Collaborative articulation of how abstraction and language is employed in the computational manifestation of numbers -- including analysis of the role of syntax, semantics, and meaning in the specification and use of software interfaces.
Before digital computers could do much of anything, Alan Turing demonstrated what they could never do....
I fancy the tag line that Charles Petzold has placed on his new page about his forthcoming book, The Annotated Turing.
It is now possible to pre-order the book. I placed my order on amazon.com (US). I think the provisional cover illustration is marvelous and I'm holding onto this copy of the image just in case they decide to change it (but please don't).
I'm eager to have the book and follow Petzold's narrative through Turing's paper.
The Mathematical-Logic Connection
For those who want more on the context of this activity, there are some other useful books on the mathematical-logic and computability aspects of Turing's work.

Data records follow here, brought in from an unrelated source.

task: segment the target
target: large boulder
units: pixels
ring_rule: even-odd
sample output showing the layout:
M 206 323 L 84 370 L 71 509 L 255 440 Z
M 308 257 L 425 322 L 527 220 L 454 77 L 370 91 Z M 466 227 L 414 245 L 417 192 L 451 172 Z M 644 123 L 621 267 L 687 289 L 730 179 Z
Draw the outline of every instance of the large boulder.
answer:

Here are some selections:
Engines of Logic: Mathematicians and the Origin of the Computer. W.W. Norton (New York: 2000), ISBN 0-393-32229-7 pbk. An account of the contributors from Liebniz to Turing, to the modern digital computer and the puzzling questions raised around who we are and how we operate as we do. There is a careful non-mathematical illustration of Turing Machines and some of the key ideas associated with them.
There are texts on Computation and Computability theory. The Wikipedia treatments provide a general sense of the different focuses that have followed from the work of Turing and others.
Turing the Person
About Alan Mathison Turing, there is the work of his biographer, Andrew Hodges, as well as the Turing Digital Archive, where Turing's publications can be found along with unpublished materials and memorabilia. The Turing paper that is the subject of Petzold's book can also be examined on-line there.